He suggested Scotland could have a mix of a new broadcasting corporation with a variety of funding methods, coupled with the ability to continue receiving existing BBC services.

The SNP has always argued an independent Scotland would have its own public service broadcaster, and this week’s Ministerial paper on the issue re-stated the view that this would involve taking the existing assets of the BBC in Scotland into a new Scottish Broadcasting Corporation.

It envisaged the BBC being available in a future digital age, as it is in Ireland where RTE is the state broadcaster. The argument that only a fraction of the licence fee raised in Scotland is spent here is seen as a powerful argument for change.

Yesterday’s position paper published by culture minister Michael Russell as part of the National Conversation process, looked at a land-scape where this new mix of providers may be funded through a television licence fee, possibly supplemented by advertising.

The blueprint for broadcasting covered not just the possibity of independence but also looked at other possible futures in an era of enhanced devolution.

It was stressed yesterday that there was strong evidence that the £111m impact on the economy of 2400 jobs, as envisaged in the report, could have been doubled by 2012 if the BBC and Channel 4 met pledges on commissioning and a Scottish digital network was established.

The report stated: “One consequence of having autonomous broadcasting organisations based in Scotland is that it would increase the likelihood of the licence-fee money and advertising revenue earned in Scotland being spent on Scottish programming.”

During First Minister’s Questions yesterday Liberal Democrat leader Tavish Scott claimed there was a fear about the possible consequences of this, saying: “He’s put forward his plans to end the BBC in Scotland -- there are no guarantees that the BBC will still be available here.”

He added: “In North Korea TVs and radios come pre-tuned to government stations.

How can people avoid that here?”

Mr Salmond told him: “I don’t actually know what happens on television in North Korea but I do know what happens on television in the Republic of Ireland, where all of the BBC programmes are available.”

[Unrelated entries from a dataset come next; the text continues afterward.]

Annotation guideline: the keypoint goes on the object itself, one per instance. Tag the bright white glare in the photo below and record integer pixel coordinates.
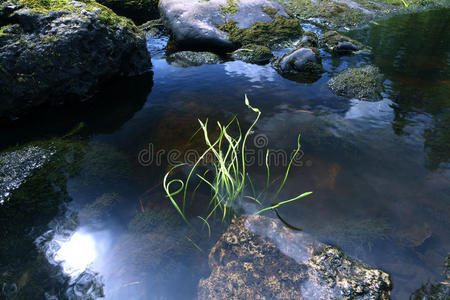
(77, 253)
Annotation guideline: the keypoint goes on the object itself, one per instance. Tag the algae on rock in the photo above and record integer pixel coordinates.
(364, 83)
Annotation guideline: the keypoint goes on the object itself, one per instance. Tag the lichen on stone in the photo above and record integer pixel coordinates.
(263, 33)
(364, 83)
(230, 8)
(252, 53)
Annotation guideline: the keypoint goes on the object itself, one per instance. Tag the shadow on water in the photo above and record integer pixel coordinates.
(412, 51)
(375, 195)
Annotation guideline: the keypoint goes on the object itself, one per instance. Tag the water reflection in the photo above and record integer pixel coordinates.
(77, 253)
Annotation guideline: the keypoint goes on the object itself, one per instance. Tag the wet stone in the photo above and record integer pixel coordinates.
(17, 165)
(190, 58)
(259, 258)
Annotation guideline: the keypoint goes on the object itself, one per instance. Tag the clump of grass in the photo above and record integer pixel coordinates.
(227, 177)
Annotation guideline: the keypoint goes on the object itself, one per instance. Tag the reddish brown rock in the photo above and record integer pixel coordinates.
(259, 258)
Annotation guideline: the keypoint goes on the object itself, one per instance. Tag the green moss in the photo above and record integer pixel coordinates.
(231, 7)
(437, 142)
(148, 220)
(263, 33)
(139, 11)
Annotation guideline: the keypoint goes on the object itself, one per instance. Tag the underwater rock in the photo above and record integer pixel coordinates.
(339, 44)
(301, 60)
(259, 258)
(254, 54)
(99, 210)
(364, 83)
(139, 11)
(301, 64)
(309, 39)
(62, 52)
(16, 166)
(186, 59)
(228, 24)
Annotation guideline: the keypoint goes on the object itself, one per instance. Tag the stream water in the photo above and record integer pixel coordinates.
(379, 171)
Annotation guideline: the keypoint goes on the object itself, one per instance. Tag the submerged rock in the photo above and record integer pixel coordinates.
(303, 64)
(339, 44)
(190, 58)
(228, 24)
(309, 39)
(16, 166)
(259, 258)
(435, 290)
(254, 54)
(362, 83)
(139, 11)
(63, 51)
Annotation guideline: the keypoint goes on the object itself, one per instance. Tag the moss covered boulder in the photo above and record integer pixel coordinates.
(260, 258)
(254, 54)
(309, 39)
(364, 83)
(140, 11)
(301, 63)
(228, 24)
(339, 44)
(190, 58)
(54, 51)
(341, 14)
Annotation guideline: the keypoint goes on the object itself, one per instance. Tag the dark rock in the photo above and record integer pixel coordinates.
(362, 83)
(339, 44)
(140, 11)
(228, 24)
(435, 290)
(254, 54)
(303, 61)
(309, 39)
(99, 210)
(190, 58)
(16, 166)
(54, 54)
(259, 258)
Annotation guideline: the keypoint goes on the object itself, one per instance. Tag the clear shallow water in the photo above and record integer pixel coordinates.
(379, 170)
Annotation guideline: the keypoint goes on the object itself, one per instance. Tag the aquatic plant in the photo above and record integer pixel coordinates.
(227, 176)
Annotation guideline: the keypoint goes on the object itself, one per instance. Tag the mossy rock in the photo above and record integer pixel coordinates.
(103, 169)
(57, 51)
(364, 83)
(258, 257)
(255, 54)
(339, 44)
(149, 220)
(309, 39)
(303, 64)
(333, 14)
(190, 58)
(140, 11)
(39, 199)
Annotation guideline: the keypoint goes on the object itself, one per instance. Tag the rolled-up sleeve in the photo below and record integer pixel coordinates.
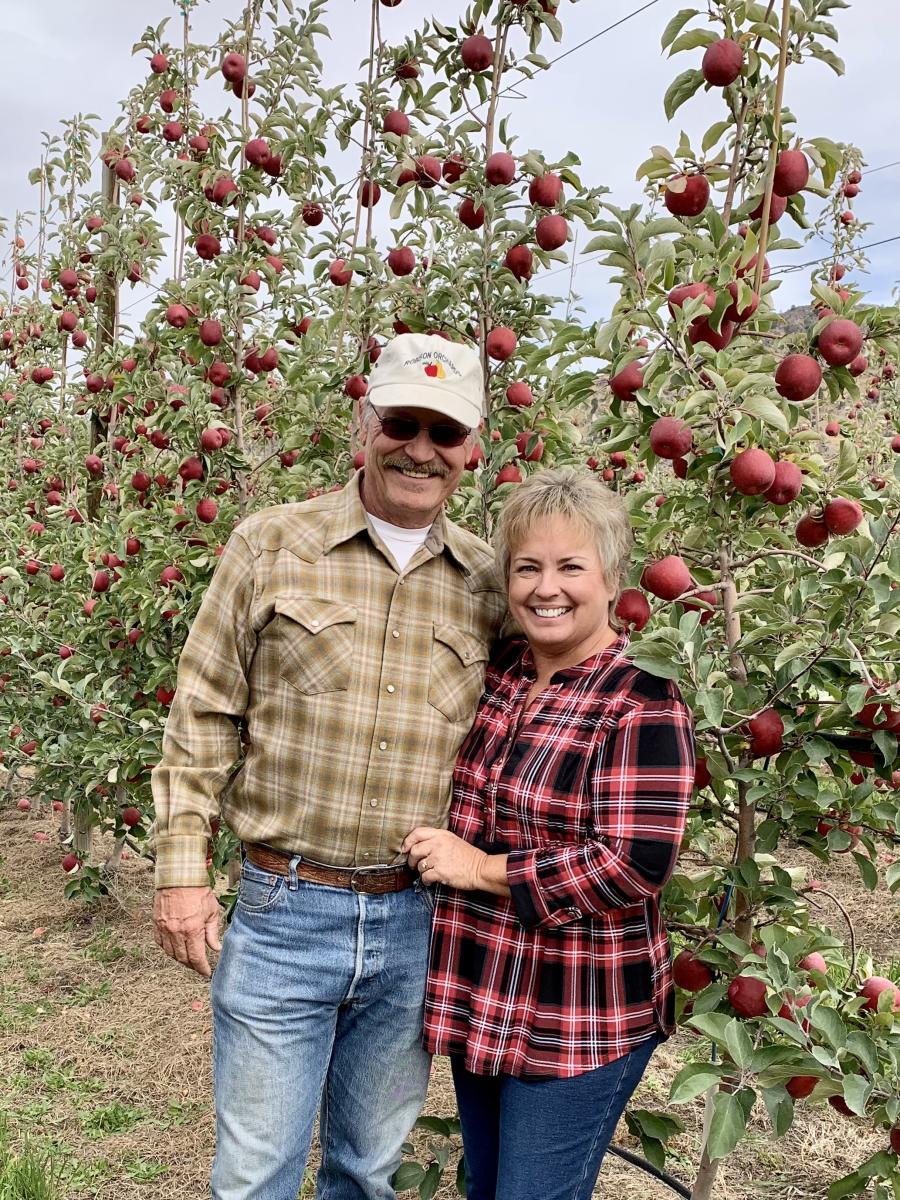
(641, 787)
(202, 737)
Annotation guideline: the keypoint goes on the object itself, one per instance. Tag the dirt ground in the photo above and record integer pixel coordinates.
(105, 1050)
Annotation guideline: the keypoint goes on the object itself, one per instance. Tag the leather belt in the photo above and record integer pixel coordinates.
(377, 880)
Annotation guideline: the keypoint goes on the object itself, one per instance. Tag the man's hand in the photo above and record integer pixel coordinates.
(441, 857)
(186, 923)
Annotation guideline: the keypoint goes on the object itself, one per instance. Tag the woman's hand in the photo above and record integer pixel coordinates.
(441, 857)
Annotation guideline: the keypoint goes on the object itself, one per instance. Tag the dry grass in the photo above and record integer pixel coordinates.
(105, 1049)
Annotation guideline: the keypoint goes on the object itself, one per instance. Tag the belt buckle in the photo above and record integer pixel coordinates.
(364, 870)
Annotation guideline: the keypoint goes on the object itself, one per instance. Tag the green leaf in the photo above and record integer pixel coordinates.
(681, 90)
(868, 873)
(766, 409)
(713, 1025)
(408, 1175)
(731, 1111)
(780, 1109)
(660, 667)
(712, 701)
(695, 1079)
(882, 1164)
(693, 40)
(857, 1091)
(676, 25)
(431, 1182)
(828, 1023)
(863, 1049)
(739, 1043)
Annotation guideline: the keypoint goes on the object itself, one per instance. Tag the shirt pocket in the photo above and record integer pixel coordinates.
(316, 642)
(459, 660)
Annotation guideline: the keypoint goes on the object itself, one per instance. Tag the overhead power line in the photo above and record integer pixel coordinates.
(814, 262)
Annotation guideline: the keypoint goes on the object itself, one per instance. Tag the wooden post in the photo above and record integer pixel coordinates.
(774, 147)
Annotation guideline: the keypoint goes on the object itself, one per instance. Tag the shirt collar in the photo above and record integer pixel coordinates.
(349, 519)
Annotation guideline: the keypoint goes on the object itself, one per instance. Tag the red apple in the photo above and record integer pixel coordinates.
(753, 472)
(786, 485)
(748, 996)
(502, 343)
(509, 474)
(687, 196)
(690, 973)
(627, 382)
(778, 207)
(471, 216)
(791, 173)
(633, 609)
(396, 123)
(501, 168)
(766, 732)
(801, 1086)
(723, 63)
(551, 232)
(545, 191)
(874, 987)
(667, 579)
(477, 52)
(840, 342)
(519, 395)
(843, 516)
(670, 437)
(234, 67)
(798, 377)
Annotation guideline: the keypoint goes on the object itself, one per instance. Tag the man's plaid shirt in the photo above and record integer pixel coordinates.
(322, 695)
(588, 793)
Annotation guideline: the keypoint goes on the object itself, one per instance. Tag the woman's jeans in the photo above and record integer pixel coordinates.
(318, 995)
(543, 1139)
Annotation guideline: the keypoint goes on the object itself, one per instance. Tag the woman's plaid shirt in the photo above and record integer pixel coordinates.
(588, 793)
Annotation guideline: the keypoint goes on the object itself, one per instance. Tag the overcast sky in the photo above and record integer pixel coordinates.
(604, 101)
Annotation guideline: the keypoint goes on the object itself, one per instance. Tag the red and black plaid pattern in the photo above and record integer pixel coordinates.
(588, 793)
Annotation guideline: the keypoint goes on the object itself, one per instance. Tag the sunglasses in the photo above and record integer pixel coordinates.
(407, 429)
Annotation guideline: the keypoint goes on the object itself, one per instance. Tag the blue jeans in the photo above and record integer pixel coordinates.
(317, 997)
(527, 1137)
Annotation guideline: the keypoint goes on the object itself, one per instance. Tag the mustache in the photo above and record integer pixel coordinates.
(406, 463)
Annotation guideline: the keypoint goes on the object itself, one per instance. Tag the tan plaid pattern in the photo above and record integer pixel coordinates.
(322, 696)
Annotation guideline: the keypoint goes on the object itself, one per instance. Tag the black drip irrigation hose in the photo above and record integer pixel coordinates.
(649, 1169)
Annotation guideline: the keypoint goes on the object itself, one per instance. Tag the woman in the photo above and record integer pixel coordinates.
(550, 976)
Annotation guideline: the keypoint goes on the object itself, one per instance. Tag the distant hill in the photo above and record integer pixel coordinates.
(798, 319)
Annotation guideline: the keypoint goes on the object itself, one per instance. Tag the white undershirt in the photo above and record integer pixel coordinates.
(401, 543)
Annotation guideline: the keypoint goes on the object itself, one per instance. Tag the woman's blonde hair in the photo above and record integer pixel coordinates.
(575, 496)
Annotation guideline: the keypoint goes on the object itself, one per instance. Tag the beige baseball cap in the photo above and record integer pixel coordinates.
(424, 371)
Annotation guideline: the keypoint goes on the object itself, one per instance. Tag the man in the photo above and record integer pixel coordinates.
(349, 636)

He added: “I hope that calms the concerns of Tavish Scott and the Liberal Democrats that they won’t be able to watch their favourite programmes.”

The First Minister had earlier agreed to a “helpful and constructive” suggestion from Mr Scott concerning the dispute between ITV and STV.

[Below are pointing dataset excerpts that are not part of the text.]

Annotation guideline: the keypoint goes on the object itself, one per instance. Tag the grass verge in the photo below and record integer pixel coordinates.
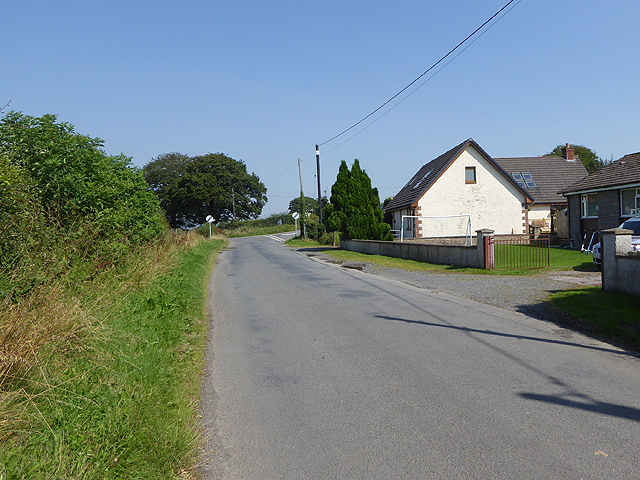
(106, 383)
(612, 316)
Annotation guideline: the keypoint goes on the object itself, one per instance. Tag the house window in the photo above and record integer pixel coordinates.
(589, 205)
(469, 174)
(630, 202)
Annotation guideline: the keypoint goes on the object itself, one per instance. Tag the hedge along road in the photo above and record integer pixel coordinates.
(319, 372)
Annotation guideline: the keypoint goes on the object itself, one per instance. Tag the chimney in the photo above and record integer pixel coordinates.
(568, 153)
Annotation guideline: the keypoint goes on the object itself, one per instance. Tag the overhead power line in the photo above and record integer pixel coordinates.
(424, 73)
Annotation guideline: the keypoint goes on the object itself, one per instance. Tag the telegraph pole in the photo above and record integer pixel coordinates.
(233, 205)
(303, 223)
(319, 191)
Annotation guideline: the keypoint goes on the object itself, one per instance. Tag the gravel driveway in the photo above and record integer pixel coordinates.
(526, 294)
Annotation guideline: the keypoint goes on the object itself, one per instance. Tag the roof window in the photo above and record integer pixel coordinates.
(524, 179)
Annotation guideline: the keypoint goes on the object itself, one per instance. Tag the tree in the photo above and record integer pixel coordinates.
(354, 208)
(588, 157)
(74, 181)
(190, 188)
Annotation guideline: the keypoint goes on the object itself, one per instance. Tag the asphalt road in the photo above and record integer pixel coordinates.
(315, 371)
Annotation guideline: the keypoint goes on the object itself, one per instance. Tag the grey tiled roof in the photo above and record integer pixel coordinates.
(621, 172)
(550, 174)
(430, 172)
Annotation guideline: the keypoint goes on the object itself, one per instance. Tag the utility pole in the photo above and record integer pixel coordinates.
(303, 224)
(233, 204)
(319, 191)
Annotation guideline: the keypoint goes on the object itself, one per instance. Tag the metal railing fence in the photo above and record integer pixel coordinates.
(521, 251)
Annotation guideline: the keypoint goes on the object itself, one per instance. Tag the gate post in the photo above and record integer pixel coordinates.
(485, 247)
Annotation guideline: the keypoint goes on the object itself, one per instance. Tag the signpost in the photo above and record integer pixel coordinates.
(295, 216)
(210, 219)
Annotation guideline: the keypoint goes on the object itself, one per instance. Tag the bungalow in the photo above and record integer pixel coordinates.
(605, 198)
(463, 181)
(543, 178)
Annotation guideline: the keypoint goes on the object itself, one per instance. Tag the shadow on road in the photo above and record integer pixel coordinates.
(589, 405)
(509, 335)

Earlier this week ITV launched a £38m legal claim against its network partner in a row over the Scottish broadcaster’s move to drop TV shows such as The Bill.

Mr Scott said the television regulator Ofcom had previously made an offer of arbitration in a bid to resolve the dispute. He added that while STV had accepted this, ITV had refused.

He asked Mr Salmond to speak to the UK Government to “push ITV into those mediation talks”.

The First Minister said: “Yes, I agree with that suggestion from Tavish Scott. I was aware of the offer of arbitration, I do urge ITV to take up that offer of arbitration.”